Questions: Factor Demands and Substitution Elasticity

5 questions to test your understanding

Score: 0 / 5
Question 1 Multiple Choice

A government raises the minimum wage by 20%. A manufacturing firm uses labor and automated machinery as inputs. If the elasticity of substitution between labor and capital is high (σ ≈ 2), what is the most likely outcome?

AEmployment falls sharply as the firm substitutes toward capital, since high σ means inputs are easily swapped
BEmployment is largely unchanged because high σ means the firm is already using the optimal mix
CEmployment rises as higher wages attract more productive workers, increasing output
DEmployment falls slightly because high σ means the firm is locked into its current input mix
Question 2 Multiple Choice

A Leontief production function describes inputs that must be used in strictly fixed proportions (like a pilot and a plane). What is the elasticity of substitution for this technology?

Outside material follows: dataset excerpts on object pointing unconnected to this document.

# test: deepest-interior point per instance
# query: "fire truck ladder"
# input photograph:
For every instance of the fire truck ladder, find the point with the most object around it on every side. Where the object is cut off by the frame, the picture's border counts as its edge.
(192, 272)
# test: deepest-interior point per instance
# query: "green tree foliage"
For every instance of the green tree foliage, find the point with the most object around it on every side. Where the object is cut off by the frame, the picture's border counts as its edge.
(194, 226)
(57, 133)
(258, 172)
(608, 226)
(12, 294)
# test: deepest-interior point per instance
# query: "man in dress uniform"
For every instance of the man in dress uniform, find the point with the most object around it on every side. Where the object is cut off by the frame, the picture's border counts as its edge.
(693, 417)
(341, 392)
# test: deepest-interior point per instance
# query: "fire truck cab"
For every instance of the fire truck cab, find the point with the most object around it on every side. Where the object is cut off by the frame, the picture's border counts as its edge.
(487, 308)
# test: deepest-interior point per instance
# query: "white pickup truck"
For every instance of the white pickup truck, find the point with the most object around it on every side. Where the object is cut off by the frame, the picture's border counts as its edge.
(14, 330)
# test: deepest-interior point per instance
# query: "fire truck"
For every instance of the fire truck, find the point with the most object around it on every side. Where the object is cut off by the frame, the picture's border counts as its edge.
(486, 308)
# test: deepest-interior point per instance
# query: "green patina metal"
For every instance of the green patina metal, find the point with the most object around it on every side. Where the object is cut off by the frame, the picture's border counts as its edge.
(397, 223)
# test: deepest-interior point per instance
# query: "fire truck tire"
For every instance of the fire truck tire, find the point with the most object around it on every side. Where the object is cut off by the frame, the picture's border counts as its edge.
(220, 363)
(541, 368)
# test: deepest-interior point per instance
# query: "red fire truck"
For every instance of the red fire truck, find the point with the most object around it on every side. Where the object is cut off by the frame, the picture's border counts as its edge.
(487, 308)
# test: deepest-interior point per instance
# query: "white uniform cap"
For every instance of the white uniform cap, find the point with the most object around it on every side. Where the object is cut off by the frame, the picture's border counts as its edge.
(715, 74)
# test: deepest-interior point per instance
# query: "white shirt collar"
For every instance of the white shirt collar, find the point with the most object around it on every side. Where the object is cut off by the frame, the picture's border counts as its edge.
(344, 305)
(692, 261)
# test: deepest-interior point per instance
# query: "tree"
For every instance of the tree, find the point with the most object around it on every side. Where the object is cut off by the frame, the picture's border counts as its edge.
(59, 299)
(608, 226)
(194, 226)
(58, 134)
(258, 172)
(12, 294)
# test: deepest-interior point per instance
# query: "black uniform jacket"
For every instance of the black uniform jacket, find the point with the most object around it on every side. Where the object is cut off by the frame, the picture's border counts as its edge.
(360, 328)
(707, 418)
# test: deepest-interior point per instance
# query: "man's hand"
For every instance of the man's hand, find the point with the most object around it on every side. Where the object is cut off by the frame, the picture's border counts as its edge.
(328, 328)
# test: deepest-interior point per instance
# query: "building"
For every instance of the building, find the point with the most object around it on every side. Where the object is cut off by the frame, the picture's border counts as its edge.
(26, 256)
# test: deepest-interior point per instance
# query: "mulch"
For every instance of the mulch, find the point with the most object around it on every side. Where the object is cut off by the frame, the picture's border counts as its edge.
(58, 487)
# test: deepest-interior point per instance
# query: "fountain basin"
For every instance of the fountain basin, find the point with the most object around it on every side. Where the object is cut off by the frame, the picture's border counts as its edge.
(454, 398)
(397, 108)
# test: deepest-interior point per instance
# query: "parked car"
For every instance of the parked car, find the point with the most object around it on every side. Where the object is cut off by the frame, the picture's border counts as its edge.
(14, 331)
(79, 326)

Aσ = 1, because cost-minimizing firms always adjust input ratios proportionally to price ratios
Bσ = ∞, because the firm can always hire more pilots without needing more planes
Cσ = 0, because no matter how wages or rental costs change, the firm cannot alter its capital-labor ratio
Dσ > 1, because complementary inputs are more substitutable than independent inputs
Question 3 True / False

A Cobb-Douglas production function always has an elasticity of substitution equal to one, meaning a 10% increase in the wage-rental ratio causes exactly a 10% increase in the capital-labor ratio.

TTrue
FFalse
Question 4 True / False

If the elasticity of substitution between labor and capital is near zero, a large increase in the minimum wage will cause a large reduction in employment.

TTrue
FFalse
Question 5 Short Answer

A tax is imposed on capital income. Using the concept of substitution elasticity, explain how the ability to substitute between capital and labor determines who ultimately bears the burden of this tax.